22/08/20

Da etnicidade de corpos e almas


Há uma dezena de anos, fiz uma viagem de carro de Maputo a Joanesburgo, na companhia de um enfermeiro sul africano. Era um homem mais ou menos da minha idade, nascido e crescido, portanto, no regime de apartheid; e gostava de se queixar da desgraça a que o regime pós-94 tinha levado o país – sem se atrever, ainda assim, a louvar abertamente o regime anterior. E, se ele tinha a cautela de deixar subentendida a sua posição política, eu tinha também a cautela de não confrontar com demasiada veemência o que ele deixava subentendido, para não tornar insuportáveis as muitas horas de viagem que tínhamos de partilhar.
– Você não imagina o conservadorismo da África do Sul antigamente – disse o meu companheiro a certa altura. É a parte da conversa de que lembro melhor. – O corpo era tabu. Não passavam nos cinemas filmes com cenas de nudez e nem uma mulher de bikini se via em revistas e os jornais. Pornografia, então, era impossível de encontrar. Éramos uns frustrados. Os rapazes da minha geração nunca tinham visto um corpo de mulher nu antes de irem para a cama com uma mulher pela primeira vez – quase sempre na noite de núpcias, porque não havia sexo antes do casamento.

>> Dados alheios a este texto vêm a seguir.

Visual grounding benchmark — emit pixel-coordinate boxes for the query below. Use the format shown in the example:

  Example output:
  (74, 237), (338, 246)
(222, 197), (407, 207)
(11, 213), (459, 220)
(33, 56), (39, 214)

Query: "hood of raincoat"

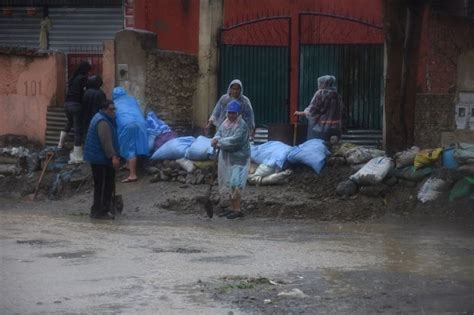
(112, 86), (127, 101)
(318, 75), (337, 91)
(86, 75), (104, 89)
(227, 79), (244, 98)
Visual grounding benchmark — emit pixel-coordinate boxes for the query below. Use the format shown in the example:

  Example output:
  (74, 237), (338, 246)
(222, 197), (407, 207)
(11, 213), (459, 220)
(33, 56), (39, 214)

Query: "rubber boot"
(58, 131), (67, 149)
(68, 146), (84, 164)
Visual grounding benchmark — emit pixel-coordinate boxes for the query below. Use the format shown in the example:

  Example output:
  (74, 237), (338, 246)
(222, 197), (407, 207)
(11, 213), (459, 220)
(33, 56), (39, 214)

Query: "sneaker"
(217, 210), (234, 218)
(94, 212), (115, 220)
(226, 211), (244, 219)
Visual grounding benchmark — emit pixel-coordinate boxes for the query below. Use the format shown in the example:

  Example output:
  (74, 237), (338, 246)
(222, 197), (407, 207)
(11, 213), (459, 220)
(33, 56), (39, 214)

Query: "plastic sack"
(146, 112), (171, 136)
(253, 164), (275, 177)
(453, 143), (474, 164)
(442, 148), (459, 170)
(414, 148), (443, 169)
(392, 166), (433, 182)
(248, 170), (292, 186)
(449, 177), (474, 201)
(151, 137), (196, 160)
(344, 147), (385, 164)
(287, 139), (330, 174)
(185, 136), (212, 161)
(349, 157), (394, 185)
(393, 146), (420, 168)
(250, 141), (293, 169)
(417, 177), (448, 203)
(176, 159), (196, 173)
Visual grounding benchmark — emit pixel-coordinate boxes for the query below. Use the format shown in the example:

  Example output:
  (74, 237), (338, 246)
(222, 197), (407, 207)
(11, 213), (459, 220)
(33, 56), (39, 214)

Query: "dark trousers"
(90, 164), (115, 218)
(64, 102), (84, 147)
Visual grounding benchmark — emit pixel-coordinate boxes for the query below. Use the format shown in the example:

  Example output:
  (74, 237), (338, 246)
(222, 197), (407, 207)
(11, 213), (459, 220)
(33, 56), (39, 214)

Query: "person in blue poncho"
(112, 87), (148, 183)
(211, 100), (250, 219)
(206, 79), (255, 136)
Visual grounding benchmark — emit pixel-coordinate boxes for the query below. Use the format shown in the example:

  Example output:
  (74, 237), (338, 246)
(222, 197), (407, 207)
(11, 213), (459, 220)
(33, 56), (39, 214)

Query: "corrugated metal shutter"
(49, 7), (123, 52)
(0, 8), (42, 48)
(219, 45), (289, 125)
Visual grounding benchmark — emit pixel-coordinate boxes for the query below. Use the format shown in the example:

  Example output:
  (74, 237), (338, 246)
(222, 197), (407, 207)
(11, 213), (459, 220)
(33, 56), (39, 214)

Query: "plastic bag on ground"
(349, 157), (394, 185)
(287, 139), (330, 174)
(449, 177), (474, 201)
(454, 143), (474, 164)
(344, 147), (385, 164)
(393, 146), (420, 168)
(186, 136), (212, 161)
(250, 141), (293, 169)
(151, 137), (196, 160)
(417, 177), (448, 203)
(414, 148), (443, 169)
(392, 166), (433, 182)
(253, 164), (275, 177)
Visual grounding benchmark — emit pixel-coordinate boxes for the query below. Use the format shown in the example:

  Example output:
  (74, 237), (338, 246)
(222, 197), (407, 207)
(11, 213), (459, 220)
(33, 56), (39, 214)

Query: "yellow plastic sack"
(414, 148), (443, 169)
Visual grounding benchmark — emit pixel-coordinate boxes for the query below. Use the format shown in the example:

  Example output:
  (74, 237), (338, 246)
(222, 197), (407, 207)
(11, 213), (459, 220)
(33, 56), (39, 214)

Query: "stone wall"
(145, 50), (198, 135)
(415, 94), (456, 148)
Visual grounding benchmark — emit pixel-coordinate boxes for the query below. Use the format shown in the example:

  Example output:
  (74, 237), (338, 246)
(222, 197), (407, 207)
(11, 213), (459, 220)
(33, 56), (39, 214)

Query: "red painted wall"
(134, 0), (200, 55)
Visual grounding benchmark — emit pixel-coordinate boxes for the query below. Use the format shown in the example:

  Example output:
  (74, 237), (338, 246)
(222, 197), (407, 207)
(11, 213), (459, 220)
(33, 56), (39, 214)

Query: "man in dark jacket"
(84, 100), (120, 219)
(82, 75), (106, 138)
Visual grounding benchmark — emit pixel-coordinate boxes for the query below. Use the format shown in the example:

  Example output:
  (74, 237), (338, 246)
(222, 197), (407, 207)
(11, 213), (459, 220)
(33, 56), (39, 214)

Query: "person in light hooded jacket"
(211, 100), (250, 219)
(294, 75), (344, 142)
(112, 87), (149, 183)
(206, 79), (255, 136)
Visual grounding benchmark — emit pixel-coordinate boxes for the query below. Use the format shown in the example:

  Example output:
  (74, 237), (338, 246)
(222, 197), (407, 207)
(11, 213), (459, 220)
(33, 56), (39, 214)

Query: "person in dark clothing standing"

Eu, por acaso, nem precisava imaginar – tinha conhecido uma sociedade em muitos aspetos parecida, o Portugal onde eu tinha crescido. Também tinha certeza de que as coisas não tinham sido para todos os sul-africanos como ele agora as descrevia, mas não duvidava de tivessem sido assim na comunidade africânder onde ele tinha crescido.
– O que a gente não dava só para ver as mamas de uma mulher… Bom, tínhamos todos vistos muitas mamas étnicas na televisão e em revistas, mas isso para nós não contava, era outra coisa. E a gente não se excitava com as africanas. 
Há quem diga que, mais que lutar contra o racismo através de leis e práticas institucionais, importa – e custa – tirá-lo das mentes. E há quem diga que, como em todas as questões morais, não se pode exigir de ninguém que mude de sentimentos, conquanto que, sinta o que sentir, não aja de forma discriminatória. Não cabe neste texto a longa e complexa discussão das estratégias, prioridades e alvos preferenciais do trabalho antirracista. Onde esta história quer chegar é que não é só nas mentes que o preconceito se instala, mas no corpo também. Não é que toda a gente tenha de se sentir atraída por toda a gente. As pessoas podem, naturalmente, sentir-se mais ou menos atraídas por determinados tipos físicos. Mas o que está aqui em causa é outra coisa. Ouvi mais histórias como esta, de pessoas que têm entranhado na carne o desprezo do Outro. Alguns religiosos ou místicos dirão que a carne mata o espírito; e eu constato que o contrário também é verdadeiro.
Agora, é claro, se a completa ausência de desejo pelas pessoas de outros grupos étnicos ou de outros tipos físicos (cheguei a ouvir falar de «nojo» do corpo das pessoas racializadas) revela uma forma profunda de racismo, nunca o desejo – ou até a preferência – de um tipo físico diferente é, por si só, sinal de ausência de racismo. Pode discutir-se o que desumaniza mais o Outro: não servir nem para o sexo ou só servir para o sexo…
A recordação da conversa na viagem a Joanesburgo e a ideia deste texto surgiram deste quadro de 1800, que conheci há uns meses no Tout ceci est magnifique. O Retrato de uma negra, que no ano passado se passou a chamar Retrato de Madeleine, é uma obra pouco canónica de Marie-Guilhelmine Benoist, que tem merecido análises interessantes (ver aqui e aqui, por exemplo).